Independent Energy collapses with customers still owing £119m in bills

Independent Energy, the biggest of the new electricity and gas suppliers, collapsed yesterday, calling in the receivers after being overwhelmed by its mounting customer billing problems.

Independent Energy, the biggest of the new electricity and gas suppliers, collapsed yesterday, calling in the receivers after being overwhelmed by its mounting customer billing problems.

Shares in the Solihull-based group were suspended and administrative receivers appointed from KPMG after Independent Energy failed to find a rescuer and its banks withdrew financial support.

The company has debts of at least £165m and at the last count was owed £119m by customers to whom it had supplied electricity but had been unable to bill. Independent Energy has 242,000 customers, of which just under 200,000 are domestic. It had difficulties billing because of problems in obtaining customer meter readings from previous suppliers.

Myles Halley, of KPMG Corporate Recovery, one of the two joint receivers, said that the company would continue to trade as normal, adding that two expressions of interest had already been received.

Independent Energy was floated in 1996 for just £13m and rose in value to more than £1bn, making a multi-millionaire out its founder John Sulley. The billing problems emerged in February, sending the company's shares crashing.

The stock was suspended yesterday morning at 500p, valuing the company at £200m.

The energy regulator, Callum McCarthy of Ofgem, said there was no question of any customers of Independent Energy being disconnected but cautioned that they would be liable to pay for any energy they used and advised consumers to take a meter reading.

Ofgem ordered Independent Energy to stop signing more domestic customers in May after its billing problems began to worsen but yesterday Ogem was criticised by consumer groups for not acting quickly enough. Rodney Brooke, chairman of the national Electricity Consumers Council, said: "We have repeatedly expressed our concerns about the problems of Independent Energy. We do not believe this situation should have been allowed to arise. The regulator must now explain whether enough was done and whether he should have stepped in sooner."

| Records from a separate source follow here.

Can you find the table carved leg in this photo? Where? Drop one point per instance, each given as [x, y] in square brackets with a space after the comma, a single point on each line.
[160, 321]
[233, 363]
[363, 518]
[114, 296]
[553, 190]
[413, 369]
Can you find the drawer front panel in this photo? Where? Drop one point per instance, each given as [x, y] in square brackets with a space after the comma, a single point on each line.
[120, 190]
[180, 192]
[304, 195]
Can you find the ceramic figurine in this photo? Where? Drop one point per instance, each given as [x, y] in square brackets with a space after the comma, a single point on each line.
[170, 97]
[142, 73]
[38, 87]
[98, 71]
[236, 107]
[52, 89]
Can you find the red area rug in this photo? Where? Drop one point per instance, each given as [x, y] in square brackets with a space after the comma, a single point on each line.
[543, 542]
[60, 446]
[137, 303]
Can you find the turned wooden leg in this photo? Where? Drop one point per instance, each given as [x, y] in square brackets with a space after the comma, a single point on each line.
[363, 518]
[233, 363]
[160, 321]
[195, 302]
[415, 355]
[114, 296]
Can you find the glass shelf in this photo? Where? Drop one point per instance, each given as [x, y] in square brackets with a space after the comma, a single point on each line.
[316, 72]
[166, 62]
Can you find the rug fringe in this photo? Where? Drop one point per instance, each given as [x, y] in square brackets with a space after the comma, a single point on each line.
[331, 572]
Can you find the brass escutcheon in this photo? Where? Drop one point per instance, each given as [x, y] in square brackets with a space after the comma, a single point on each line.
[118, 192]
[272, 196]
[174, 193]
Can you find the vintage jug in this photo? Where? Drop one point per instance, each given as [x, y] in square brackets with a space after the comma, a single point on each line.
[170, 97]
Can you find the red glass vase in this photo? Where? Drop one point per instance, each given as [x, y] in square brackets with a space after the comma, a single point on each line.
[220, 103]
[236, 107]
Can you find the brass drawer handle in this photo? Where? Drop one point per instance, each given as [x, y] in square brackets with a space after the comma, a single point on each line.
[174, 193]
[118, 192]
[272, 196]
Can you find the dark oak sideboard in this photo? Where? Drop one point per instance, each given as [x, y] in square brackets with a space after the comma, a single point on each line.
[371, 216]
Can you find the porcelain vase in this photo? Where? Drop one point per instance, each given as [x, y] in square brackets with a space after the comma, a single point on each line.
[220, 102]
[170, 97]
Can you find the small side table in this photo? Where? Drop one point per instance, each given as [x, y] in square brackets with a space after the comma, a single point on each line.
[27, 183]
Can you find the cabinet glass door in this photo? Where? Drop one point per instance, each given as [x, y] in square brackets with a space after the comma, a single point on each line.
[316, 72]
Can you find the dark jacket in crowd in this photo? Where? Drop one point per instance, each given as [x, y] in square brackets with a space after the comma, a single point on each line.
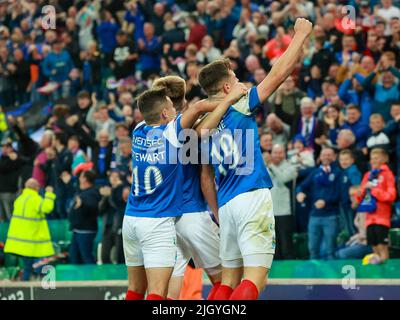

Despite the mounting billing problems and the severe shortage of working capital, Independent Energy continued to report healthy profits. In May it announced a 12-fold rise in profits to £21.7m for the nine months to the end of March. However, its cash position was worsening. In May it had to seek an extra £80m to keep it going until the end of this month and in June it was forced to put itself up for sale.

Industry sources say part of the problem lay in the company's accounting practices. It was selling energy for less than the cost of purchasing it but amortising these costs over very long time periods, enabling it to report profits.

Ofgem said it was now monitoring the situation closely and was in contact with the receivers. Unless a buyer can be found quickly, it will be Ofgem's job to arrange the orderly transfer of Independent Energy's customers to new suppliers.